Functional foods and dietary supplements
Plant exosomes from foods such as grapes and ginger are used in dietary supplements to provide antioxidant and anti-inflammatory benefits. Some companies are developing exosome-rich foods to support the microbiome and improve intestinal health .
For example, exosomes from ginger are used in functional drinks and dietary supplements as they can carry anti-inflammatory agents that are particularly beneficial for people with gastrointestinal complaints.
Drug development and drug delivery:
Pharmaceutical companies are researching exosomes as carriers for targeted drug delivery. Initial trials show that exosomes can precisely transport active ingredients to diseased tissues. Exosomes are being investigated as vehicles for targeted drug delivery, particularly in oncology.
Vorteile exosomaler Anwendungen
- Highly efficient cell communication: Exosomes transmit biological signals specifically to target cells.
- High bioavailability: Plant exosomes are stable against digestive enzymes and enter the organism intact.
- Regenerative potential: Exosomes are said to accelerate wound healing and tissue repair.
- Broad applications: Medicine, cosmetics and functional nutrition could benefit significantly from exosomes.
- Targeted drug delivery: Exosomes offer an opportunity for targeted therapies through the transport of bioactive molecules.
Challenges and open questions
Despite the promising potential of exosomes, there are still some hurdles that make widespread use difficult. There is a lack of long-term studies on safety and efficacy, which makes clinical approval difficult. In addition, the regulatory requirements are inconsistent, as exosomes could be classified as medicinal products, food supplements or cosmetic active ingredients depending on the area of application. Depending on whether patenting is possible, there are more or less incentives from the private sector to invest a lot of money in research.
Production is also challenging: isolation, purification and scaling require complex biotechnological processes that currently incur high costs. In addition, there are immunological risks, as exosomes can potentially trigger unexpected reactions in the immune system.
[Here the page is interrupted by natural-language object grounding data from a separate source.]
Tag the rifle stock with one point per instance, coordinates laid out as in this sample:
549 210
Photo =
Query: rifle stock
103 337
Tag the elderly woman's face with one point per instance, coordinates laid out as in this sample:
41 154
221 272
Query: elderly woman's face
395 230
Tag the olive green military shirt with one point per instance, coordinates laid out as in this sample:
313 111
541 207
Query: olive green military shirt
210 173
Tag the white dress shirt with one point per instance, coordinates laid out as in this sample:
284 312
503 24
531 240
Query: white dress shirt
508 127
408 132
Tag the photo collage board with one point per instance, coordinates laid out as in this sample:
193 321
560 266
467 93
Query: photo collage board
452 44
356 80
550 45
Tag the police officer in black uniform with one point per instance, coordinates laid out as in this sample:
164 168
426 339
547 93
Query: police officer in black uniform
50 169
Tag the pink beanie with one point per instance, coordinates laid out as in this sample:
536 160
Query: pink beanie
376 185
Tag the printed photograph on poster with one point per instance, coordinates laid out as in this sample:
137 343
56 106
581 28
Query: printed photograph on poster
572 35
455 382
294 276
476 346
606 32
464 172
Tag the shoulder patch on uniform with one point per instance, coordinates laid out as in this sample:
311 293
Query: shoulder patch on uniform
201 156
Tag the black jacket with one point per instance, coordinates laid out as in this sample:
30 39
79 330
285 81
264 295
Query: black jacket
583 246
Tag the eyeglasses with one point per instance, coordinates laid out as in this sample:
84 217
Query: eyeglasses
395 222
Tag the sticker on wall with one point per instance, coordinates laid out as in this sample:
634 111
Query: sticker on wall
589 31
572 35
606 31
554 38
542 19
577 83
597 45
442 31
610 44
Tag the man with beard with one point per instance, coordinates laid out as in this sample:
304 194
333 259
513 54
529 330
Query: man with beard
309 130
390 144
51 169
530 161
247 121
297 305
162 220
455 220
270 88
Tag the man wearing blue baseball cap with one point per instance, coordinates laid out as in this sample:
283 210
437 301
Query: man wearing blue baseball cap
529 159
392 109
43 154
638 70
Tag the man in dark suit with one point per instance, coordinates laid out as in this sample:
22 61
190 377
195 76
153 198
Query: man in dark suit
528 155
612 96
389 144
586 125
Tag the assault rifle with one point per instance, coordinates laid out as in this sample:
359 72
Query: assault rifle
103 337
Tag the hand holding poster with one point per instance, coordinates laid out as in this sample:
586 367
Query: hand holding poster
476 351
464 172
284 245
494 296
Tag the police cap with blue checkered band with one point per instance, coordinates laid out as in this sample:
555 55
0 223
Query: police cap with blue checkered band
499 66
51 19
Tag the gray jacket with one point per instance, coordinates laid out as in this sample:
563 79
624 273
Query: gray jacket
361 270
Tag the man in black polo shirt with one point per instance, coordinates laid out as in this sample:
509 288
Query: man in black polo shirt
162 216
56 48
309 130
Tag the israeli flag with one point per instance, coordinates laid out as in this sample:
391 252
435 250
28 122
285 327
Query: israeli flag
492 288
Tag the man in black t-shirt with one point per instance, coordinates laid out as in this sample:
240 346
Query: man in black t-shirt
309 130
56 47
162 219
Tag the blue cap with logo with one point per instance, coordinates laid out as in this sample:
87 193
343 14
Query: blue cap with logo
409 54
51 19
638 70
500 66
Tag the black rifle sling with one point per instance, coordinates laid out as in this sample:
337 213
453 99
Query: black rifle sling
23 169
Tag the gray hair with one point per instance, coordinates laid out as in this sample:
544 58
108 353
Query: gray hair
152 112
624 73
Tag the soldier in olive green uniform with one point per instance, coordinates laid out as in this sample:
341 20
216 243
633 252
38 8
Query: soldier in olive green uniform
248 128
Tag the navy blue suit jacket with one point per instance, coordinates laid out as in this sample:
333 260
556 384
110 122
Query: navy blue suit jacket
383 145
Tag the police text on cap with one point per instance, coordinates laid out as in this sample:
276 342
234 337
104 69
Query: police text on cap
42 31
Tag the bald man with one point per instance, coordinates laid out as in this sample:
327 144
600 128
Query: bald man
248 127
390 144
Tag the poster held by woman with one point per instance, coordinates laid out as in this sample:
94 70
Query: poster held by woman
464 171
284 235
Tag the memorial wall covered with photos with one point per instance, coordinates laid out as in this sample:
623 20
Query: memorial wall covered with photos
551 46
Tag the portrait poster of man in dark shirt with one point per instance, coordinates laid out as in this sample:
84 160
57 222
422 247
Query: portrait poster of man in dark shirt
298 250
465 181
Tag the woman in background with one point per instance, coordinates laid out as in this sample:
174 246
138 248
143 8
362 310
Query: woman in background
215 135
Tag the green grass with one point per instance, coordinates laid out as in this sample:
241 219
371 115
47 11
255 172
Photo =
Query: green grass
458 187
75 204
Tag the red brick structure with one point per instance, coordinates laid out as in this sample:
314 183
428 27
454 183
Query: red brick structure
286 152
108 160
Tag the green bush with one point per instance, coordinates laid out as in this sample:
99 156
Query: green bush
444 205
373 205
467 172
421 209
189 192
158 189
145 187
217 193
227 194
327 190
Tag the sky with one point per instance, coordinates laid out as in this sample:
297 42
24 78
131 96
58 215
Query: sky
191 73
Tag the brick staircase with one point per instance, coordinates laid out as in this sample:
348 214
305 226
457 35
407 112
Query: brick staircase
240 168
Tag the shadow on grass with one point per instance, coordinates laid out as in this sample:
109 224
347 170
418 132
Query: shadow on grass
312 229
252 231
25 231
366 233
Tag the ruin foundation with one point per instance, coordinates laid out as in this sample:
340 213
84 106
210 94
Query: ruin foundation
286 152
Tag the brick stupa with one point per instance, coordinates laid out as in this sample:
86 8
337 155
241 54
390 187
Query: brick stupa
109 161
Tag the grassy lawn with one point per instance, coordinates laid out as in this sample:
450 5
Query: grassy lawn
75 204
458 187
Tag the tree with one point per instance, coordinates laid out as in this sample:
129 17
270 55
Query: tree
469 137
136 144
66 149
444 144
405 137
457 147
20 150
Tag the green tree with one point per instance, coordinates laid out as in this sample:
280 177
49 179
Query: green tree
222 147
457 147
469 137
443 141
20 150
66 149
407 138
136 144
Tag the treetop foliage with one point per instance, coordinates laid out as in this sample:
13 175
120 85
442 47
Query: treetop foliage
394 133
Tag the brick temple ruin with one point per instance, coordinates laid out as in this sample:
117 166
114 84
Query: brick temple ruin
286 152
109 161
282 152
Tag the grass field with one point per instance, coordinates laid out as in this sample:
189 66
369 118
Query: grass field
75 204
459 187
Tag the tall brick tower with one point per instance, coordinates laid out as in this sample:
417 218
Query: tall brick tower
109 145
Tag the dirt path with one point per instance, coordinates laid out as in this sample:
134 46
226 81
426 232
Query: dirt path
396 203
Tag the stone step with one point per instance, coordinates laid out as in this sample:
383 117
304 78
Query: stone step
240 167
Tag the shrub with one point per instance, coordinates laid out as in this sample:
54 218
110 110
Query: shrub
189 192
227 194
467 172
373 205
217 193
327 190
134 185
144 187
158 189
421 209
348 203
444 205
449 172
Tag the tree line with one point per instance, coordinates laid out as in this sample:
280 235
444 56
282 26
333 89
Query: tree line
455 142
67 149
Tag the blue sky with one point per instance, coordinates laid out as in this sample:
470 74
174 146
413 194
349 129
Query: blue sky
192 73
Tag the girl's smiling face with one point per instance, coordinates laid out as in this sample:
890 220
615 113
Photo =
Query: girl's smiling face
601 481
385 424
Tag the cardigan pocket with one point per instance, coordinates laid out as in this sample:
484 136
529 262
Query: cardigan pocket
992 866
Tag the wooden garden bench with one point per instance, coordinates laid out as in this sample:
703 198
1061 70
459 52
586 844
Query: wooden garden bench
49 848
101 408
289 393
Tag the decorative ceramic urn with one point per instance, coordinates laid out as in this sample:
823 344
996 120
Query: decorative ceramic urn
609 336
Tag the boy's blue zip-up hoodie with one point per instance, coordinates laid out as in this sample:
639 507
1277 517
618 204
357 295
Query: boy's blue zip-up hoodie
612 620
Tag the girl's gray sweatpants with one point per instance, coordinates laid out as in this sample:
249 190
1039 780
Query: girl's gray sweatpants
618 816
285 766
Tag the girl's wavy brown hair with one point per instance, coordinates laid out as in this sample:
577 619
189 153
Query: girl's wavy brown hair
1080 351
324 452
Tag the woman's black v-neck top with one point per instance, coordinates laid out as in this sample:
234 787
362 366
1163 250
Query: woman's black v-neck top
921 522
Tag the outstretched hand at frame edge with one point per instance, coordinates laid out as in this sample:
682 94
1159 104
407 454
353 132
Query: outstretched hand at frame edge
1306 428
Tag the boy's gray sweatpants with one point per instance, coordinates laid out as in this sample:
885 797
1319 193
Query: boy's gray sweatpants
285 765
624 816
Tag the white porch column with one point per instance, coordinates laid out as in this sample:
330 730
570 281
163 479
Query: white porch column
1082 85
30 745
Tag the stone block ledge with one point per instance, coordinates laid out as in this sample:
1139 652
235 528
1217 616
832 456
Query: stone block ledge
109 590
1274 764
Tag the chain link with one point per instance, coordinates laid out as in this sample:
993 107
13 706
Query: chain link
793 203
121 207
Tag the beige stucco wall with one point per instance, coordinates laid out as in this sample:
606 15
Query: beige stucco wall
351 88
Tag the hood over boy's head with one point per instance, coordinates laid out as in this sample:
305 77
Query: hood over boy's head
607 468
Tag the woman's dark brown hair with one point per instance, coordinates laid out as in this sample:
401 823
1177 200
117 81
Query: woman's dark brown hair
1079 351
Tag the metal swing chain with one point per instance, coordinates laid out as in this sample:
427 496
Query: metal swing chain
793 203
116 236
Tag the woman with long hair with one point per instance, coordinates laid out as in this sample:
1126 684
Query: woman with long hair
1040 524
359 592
There are additional ethical concerns with the use of human exosomes, particularly when they are derived from stem cells. Standardization of manufacturing processes and further research are necessary to establish exosomes as a safe and effective therapeutic tool.
Zukunftsperspektiven der Exosomen-Forschung
Exosomes are more than just cell fragments - they represent a highly developed platform for cellular signal transduction and intercellular mass transport. While plant exosomes are already being explored in functional nutrition, human exosomal applications face regulatory and technological challenges. Ongoing research will help to further develop exosomes as an innovative therapeutic option for regenerative medicine, targeted drug delivery and personalized medicine.